Now change the chunkSize to 200 and the chunkOverlap to 100 and rerun the splitText()
function. At this level it's easy to see the overlap between the first two chunks.
The overlap helps maintain context between chunks and keep the topics connected, but it also increases storage cost, and too much overlap can lead to retrieval noise.
Document Specific Splitting
In this method, the type of document and its structure are considered when choosing where to split text. The easiest example is splitting a markdown file by headers. We can update the separator in the last function with a few new values., specific to our markdown document type.
["\n## ", "\n### ", "\n\n", "\n", " ", ""]
Now the text will be split by H2's and H3's first, before splitting by paragraphs, new lines, etc.
Or you could split a CSV into rows using line returns, then split columns by the commas.
async splitCSV(text = FilePicker1.files[0].data) {
// Split text by lines (rows of the CSV)
const rows = text.split("\n");
// Split each row into columns by comma (or other delimiters)

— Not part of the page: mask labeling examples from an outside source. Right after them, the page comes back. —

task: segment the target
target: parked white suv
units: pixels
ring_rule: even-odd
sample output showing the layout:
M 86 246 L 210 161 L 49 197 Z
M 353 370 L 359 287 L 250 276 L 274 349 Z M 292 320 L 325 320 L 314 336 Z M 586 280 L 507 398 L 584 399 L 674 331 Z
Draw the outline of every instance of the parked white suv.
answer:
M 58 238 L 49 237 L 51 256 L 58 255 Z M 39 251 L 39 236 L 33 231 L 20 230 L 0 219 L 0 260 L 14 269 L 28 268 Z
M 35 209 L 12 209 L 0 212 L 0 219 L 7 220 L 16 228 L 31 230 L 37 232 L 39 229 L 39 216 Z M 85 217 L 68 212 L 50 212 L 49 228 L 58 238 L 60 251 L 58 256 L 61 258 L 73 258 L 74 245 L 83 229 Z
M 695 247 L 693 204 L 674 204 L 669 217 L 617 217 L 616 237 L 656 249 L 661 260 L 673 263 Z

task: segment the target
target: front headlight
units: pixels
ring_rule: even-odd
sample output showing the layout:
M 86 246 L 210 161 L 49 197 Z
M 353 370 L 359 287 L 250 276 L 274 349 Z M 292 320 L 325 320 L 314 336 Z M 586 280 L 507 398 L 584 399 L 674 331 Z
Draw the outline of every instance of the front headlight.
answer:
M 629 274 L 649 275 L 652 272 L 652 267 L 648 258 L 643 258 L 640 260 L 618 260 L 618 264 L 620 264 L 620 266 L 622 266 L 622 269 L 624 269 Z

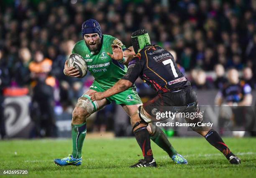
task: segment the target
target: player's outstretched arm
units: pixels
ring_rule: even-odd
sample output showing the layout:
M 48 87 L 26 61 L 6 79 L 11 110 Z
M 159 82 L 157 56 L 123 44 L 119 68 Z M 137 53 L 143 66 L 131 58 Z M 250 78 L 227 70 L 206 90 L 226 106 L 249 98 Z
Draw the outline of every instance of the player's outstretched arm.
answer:
M 69 67 L 67 65 L 67 60 L 65 62 L 64 66 L 64 70 L 63 72 L 66 76 L 69 76 L 72 77 L 77 77 L 80 76 L 79 71 L 77 69 L 75 69 L 75 67 Z
M 125 91 L 133 85 L 133 83 L 128 80 L 121 79 L 110 89 L 103 92 L 95 92 L 90 94 L 92 101 L 100 100 L 118 93 Z
M 128 48 L 123 52 L 122 48 L 116 44 L 111 45 L 113 54 L 107 52 L 107 54 L 114 60 L 119 61 L 123 64 L 128 66 L 128 64 L 135 56 L 135 53 L 132 46 Z

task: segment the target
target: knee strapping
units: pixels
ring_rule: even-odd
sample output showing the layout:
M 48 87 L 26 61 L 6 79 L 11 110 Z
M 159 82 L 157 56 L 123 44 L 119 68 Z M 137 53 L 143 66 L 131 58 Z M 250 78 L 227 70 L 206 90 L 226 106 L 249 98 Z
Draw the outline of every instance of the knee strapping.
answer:
M 138 108 L 138 114 L 141 121 L 145 123 L 148 123 L 151 122 L 151 119 L 148 118 L 145 114 L 145 110 L 142 106 L 140 106 Z
M 137 122 L 138 123 L 138 122 Z M 133 133 L 135 133 L 140 130 L 143 130 L 143 129 L 147 129 L 147 127 L 140 127 L 138 129 L 137 129 L 136 130 L 134 130 L 134 131 L 133 132 Z
M 92 102 L 90 96 L 87 94 L 84 94 L 78 99 L 76 107 L 84 109 L 90 114 L 95 112 L 99 107 L 97 102 Z

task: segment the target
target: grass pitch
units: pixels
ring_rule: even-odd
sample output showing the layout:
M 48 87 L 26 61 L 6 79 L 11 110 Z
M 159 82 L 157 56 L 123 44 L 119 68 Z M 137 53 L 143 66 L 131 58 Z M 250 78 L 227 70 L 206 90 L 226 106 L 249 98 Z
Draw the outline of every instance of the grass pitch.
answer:
M 202 137 L 172 138 L 176 149 L 188 160 L 188 165 L 174 164 L 167 155 L 151 142 L 157 168 L 128 167 L 142 158 L 135 138 L 86 139 L 80 166 L 61 167 L 53 160 L 67 156 L 71 140 L 13 140 L 0 141 L 0 173 L 3 170 L 28 170 L 37 177 L 253 177 L 256 175 L 256 138 L 224 138 L 231 150 L 242 160 L 232 165 Z

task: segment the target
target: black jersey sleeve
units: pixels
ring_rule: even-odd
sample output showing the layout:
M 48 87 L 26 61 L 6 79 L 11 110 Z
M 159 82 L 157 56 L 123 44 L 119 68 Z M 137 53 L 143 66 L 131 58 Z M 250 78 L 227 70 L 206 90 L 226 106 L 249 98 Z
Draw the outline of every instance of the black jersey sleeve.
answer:
M 122 79 L 129 80 L 133 84 L 140 75 L 143 69 L 144 61 L 141 60 L 139 56 L 136 56 L 129 63 L 127 72 Z

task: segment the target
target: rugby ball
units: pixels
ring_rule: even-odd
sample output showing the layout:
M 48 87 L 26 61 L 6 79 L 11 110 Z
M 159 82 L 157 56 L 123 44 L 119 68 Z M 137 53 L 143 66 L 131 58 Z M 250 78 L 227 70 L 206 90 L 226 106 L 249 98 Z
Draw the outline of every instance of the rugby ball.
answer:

const chunks = rows.map(row => row.split(","));
return chunks; // Returns a 2D array [ [col1, col2, ...], [col1, col2, ...], ... ]
}
There are better methods using other libraries to split CSVs, and libraries for reading PDFs and other formats, but for this guide we're only focusing on the markdown example.
Semantic Splitting
This last method involves using an LLM or NPL (natural language processing) to split the text logically based on context. It's best for maintaining context and meaning, but also the most complex, and computationally intensive. We'll stick to a simple example using the Compromise NPL library, and skip the more advanced LLM integration.

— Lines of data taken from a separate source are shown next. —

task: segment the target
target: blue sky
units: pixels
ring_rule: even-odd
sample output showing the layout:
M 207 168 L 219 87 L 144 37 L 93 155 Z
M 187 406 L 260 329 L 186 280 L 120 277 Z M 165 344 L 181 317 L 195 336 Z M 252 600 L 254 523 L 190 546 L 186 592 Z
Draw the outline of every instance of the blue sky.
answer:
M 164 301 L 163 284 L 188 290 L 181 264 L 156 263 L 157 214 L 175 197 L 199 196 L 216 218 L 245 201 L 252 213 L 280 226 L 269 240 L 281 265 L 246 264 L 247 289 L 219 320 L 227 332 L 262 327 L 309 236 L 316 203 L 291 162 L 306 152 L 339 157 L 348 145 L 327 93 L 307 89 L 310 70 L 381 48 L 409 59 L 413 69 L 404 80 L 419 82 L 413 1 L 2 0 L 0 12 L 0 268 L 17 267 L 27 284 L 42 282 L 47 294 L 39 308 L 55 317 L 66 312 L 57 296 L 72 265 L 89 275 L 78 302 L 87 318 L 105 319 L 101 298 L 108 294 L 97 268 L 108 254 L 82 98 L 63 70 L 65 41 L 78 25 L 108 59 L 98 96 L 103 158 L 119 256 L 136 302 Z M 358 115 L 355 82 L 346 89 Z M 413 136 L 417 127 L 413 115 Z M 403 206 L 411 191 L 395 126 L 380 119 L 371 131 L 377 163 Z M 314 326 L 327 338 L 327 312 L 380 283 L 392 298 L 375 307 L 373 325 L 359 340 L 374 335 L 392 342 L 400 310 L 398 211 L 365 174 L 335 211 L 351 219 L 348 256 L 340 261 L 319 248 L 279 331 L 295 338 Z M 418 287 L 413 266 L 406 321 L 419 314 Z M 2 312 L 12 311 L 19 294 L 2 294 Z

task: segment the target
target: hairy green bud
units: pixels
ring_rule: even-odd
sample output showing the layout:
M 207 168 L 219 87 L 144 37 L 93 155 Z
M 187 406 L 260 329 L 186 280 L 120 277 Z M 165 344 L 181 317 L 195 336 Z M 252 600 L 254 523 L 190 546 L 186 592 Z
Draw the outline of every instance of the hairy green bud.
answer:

First, import the Compromise library from:
https://cdn.jsdelivr.net/npm/compromise@14.14.4/+esm
Then add a new function for a semanticSplitter:
async semanticSplitter (text = FilePicker1.files[0].data) {
const doc = compromise(text);
const sentences = doc.sentences().out('array');
// Chunk sentences into larger blocks
const chunkSize = 800;
const chunkOverlap = 400;
let chunks = [];
let currentChunk = [];
for (const sentence of sentences) {
// Add sentences until chunk size exceeds the limit
if (currentChunk.join(" ").length + sentence.length > chunkSize) {
chunks.push(currentChunk.join(" ")); // Save the current chunk
currentChunk = currentChunk.slice(-chunkOverlap / sentence.length); // Keep overlap
}
currentChunk.push(sentence);
}
// Add the last chunk
if (currentChunk.length > 0) {
chunks.push(currentChunk.join(" "));
}
return chunks;
}
As you can see, splitting the file into sentences only takes the first few lines of code. The rest of the code builds the individual sentences back up into chunks, as large as possible, without going over the chunkSize. So how is this any better than using a RecursiveTextSplitter and splitting with periods?

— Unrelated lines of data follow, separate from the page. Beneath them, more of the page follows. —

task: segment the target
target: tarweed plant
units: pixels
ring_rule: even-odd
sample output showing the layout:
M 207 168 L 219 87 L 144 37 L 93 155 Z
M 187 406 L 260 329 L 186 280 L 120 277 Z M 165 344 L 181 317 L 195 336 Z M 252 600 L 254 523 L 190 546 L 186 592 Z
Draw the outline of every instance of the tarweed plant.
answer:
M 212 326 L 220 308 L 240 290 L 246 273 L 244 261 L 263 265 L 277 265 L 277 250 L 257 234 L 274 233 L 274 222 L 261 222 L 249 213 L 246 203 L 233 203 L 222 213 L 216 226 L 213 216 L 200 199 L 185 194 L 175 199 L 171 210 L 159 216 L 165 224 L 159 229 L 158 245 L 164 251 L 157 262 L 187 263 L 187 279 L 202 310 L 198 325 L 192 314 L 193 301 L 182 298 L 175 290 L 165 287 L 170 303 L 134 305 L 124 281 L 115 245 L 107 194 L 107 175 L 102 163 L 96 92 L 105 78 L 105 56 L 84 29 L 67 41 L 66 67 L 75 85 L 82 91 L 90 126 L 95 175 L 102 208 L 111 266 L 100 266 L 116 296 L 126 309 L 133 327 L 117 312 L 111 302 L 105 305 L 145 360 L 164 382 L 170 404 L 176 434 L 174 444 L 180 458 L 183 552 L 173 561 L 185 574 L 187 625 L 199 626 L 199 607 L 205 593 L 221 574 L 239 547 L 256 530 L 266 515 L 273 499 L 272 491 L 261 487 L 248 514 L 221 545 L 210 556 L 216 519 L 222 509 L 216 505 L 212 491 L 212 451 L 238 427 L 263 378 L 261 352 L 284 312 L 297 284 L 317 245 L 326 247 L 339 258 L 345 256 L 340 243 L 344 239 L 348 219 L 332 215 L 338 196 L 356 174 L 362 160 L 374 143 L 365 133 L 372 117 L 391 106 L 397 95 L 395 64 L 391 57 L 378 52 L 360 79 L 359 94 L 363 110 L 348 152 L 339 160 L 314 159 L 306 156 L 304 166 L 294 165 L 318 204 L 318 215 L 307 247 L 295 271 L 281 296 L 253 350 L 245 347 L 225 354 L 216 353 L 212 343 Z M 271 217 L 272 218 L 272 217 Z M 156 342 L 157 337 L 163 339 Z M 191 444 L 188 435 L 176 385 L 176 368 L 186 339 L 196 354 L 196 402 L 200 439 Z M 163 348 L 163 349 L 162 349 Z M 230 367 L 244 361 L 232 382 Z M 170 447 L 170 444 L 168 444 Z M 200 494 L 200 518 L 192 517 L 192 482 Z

The Compromise library (and other NLP libraries) detects patterns in language and splits by actual sentences, avoiding edge cases where a period is used as a decimal, in an ellipsis..., in email addresses, etc. This makes a huge difference in maintaining context!
Conclusion
Chunking is just the first step in building a custom RAG pipeline. Many AI services will handle this for you automatically, but by chunking your own documents, you can have more control and oversight into how your documents are used for retrieval. By understanding the steps and tools involved, you can make adjustments and test the results to optimize your RAG strategy for best results.